Yes, retail sales are rising faster than might be expected, given that wages are rising more slowly than prices. Yes, people are taking advantage of cheap money to buy consumer goods they don’t need. And yes, banks are forgetting the lessons of the past, encouraged to lend by a contradictory central bank which wrings its hands while at the same time providing cheap money.
But a bubble is fuelled by over-optimism. And there is little of that about. I expect the consumer can afford to keep grudgingly spending for a while yet.
Read more: Mark Carney: An interest rate rise is coming
What was Mark Carney supposed to say? You cannot seriously expect him to drop the B-bomb!

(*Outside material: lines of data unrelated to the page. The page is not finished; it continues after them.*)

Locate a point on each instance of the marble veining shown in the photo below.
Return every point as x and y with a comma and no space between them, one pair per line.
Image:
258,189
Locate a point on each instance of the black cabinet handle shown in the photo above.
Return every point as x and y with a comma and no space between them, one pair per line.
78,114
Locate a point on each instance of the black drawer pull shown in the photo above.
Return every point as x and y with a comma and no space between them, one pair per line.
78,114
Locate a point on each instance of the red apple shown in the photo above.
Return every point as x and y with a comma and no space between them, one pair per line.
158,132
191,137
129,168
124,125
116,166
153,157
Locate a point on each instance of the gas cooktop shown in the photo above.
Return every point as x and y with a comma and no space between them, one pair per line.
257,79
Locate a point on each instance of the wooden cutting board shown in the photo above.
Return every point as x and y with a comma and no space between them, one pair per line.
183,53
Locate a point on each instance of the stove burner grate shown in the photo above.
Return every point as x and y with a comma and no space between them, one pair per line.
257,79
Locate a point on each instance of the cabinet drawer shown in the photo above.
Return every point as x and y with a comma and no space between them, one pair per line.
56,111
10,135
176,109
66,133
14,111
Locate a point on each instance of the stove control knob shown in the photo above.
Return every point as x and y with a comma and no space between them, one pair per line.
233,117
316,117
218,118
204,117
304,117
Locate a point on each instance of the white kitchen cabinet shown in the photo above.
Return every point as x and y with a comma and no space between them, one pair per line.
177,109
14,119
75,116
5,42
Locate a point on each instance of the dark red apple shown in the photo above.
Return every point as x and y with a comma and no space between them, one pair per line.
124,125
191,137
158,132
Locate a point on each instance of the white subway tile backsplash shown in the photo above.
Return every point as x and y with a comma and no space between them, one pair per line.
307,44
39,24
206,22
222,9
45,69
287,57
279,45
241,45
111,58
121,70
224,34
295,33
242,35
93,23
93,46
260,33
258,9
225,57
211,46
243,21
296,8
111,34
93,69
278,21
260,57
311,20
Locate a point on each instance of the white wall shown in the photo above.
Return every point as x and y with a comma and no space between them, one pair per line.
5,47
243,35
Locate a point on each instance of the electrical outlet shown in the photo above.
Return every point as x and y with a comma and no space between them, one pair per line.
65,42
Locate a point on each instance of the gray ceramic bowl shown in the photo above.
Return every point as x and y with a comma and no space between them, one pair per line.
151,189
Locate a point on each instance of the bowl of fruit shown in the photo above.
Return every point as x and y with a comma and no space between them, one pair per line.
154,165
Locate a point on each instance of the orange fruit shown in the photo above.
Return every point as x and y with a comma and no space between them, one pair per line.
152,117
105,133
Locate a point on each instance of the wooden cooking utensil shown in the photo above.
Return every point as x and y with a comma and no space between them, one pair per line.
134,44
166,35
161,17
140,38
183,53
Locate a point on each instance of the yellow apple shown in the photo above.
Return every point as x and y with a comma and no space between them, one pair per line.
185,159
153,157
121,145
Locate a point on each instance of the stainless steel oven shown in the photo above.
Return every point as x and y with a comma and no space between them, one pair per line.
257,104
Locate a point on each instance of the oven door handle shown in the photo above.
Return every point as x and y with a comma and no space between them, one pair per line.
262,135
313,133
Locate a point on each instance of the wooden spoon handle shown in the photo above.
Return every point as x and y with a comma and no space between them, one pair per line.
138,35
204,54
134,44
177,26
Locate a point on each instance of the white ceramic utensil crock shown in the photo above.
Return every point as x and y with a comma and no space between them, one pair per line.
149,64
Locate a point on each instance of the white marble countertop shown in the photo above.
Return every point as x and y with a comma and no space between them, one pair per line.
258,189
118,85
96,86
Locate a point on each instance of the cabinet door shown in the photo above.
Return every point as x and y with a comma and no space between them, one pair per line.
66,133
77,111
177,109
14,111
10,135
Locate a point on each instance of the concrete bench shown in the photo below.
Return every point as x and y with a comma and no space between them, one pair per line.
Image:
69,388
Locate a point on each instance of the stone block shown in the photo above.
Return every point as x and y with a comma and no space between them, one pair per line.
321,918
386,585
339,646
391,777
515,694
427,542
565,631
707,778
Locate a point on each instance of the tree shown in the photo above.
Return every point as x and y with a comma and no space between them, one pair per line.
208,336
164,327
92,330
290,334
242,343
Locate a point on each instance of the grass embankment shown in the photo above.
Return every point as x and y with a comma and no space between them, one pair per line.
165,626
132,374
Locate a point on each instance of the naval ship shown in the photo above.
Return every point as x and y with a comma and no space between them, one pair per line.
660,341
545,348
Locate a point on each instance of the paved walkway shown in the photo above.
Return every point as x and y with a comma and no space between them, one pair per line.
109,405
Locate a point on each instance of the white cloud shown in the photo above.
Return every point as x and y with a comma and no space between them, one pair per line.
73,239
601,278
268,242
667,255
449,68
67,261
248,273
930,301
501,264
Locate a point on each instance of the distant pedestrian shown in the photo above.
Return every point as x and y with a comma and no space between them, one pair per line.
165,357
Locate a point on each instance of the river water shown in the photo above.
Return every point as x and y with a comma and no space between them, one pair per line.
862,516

Call it what you want, judging from the number of warnings that have been issued by the Bank of England in recent months, the alarm bells are definitely ringing.
Consumer credit has grown by around 10 per cent in the 12 months to July 2017 – something we haven’t seen since the financial crisis. It continues to outgrow increases in household income, which have been slowing since the start of 2014.
There is no end in sight, and affordability for many people will continue to be squeezed even further.
We are probably not steering towards a sudden 2008-style implosion of our entire economy – many people who take out credit today can still very well afford it.
But with the system fuelling the over-indebtedness especially of young, low income families, there is no way around the fact that consumer credit is heading in the wrong direction, fast.